No primeiro artigo sobre este tema, demos conta da mais relevante novidade que o Population Survey das NU (2017) nos traz – o enorme crescimento da população da África subsariana, que deverá quadruplicar até 2100, num cenário de crescente concentração urbana. Com a população de Angola a crescer seis vezes (para c. 173 milhões) e…

No primeiro artigo sobre este tema, demos conta da mais relevante novidade que o Population Survey das NU (2017) nos traz – o enorme crescimento da população da África subsariana, que deverá quadruplicar até 2100, num cenário de crescente concentração urbana. Com a população de Angola a crescer seis vezes (para c. 173 milhões) e a de Moçambique a chegar aos 135 milhões no fim do século.

Este Survey das NU coloca desafios e abre inúmeras perspetivas em vários domínios relevantes para Portugal – no domínio económico, de política migratória, de política de segurança europeia, de política relativa à língua portuguesa, etc.

Em primeiro lugar vale a pena debruçar-nos sobre as perspetivas no domínio económico.
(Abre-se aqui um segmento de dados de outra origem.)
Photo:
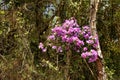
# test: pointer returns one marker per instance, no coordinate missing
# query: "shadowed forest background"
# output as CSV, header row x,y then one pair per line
x,y
26,23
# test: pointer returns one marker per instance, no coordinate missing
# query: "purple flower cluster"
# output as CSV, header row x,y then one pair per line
x,y
74,38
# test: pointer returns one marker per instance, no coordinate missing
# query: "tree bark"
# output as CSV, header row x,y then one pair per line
x,y
67,69
101,75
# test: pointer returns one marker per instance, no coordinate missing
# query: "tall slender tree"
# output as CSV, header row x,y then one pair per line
x,y
92,22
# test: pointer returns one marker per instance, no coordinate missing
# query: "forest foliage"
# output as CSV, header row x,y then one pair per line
x,y
26,23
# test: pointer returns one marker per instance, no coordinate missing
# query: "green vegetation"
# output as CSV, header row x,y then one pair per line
x,y
26,23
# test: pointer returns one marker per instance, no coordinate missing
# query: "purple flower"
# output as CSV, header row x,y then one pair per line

Não pode haver qualquer dúvida que as necessidades de infraestruturas em África, vão aumentar significativamente. Vai haver necessidade de mais infraestruturas – quer físicas (alargamento ou novos portos, aeroportos, hospitais, escolas, barragens, pontes, estradas, ferrovias, rede elétrica, abastecimento e tratamento de águas, recolha e tratamento de esgotos, de lixo, etc.), quer soft (redes de telecomunicações, centros de armazenamento de dados, sistemas legais e regulatórios, formação profissional, software, serviços da mais diversa natureza). 

Do mesmo passo, existirá uma enorme procura por habitação condigna. E uma necessidade de gerar novos empregos, sobretudo nas camadas mais jovens.

 

Em vários destes domínios existem empresas portuguesas com experiência, expertise e rede em vários países africanos, que não apenas nos de língua oficial portuguesa. Durante as próximas décadas essas empresas portuguesas têm um mundo de oportunidades em África. É importante que enquanto país nos preparemos para essas oportunidades, seja a nível institucional, empresarial (empresas e associações empresariais, clusters, fileiras), académico, etc.

A nível institucional necessitamos de diligenciar para estar na primeira linha dos fora onde decorre a discussão sobre a estratégia respeitante às várias facetas do desenvolvimento de África e, sobretudo, em que se debate o tipo de projetos a priorizar e a apoiar financeiramente; e precisamos de ter gente competente a tratar destes assuntos.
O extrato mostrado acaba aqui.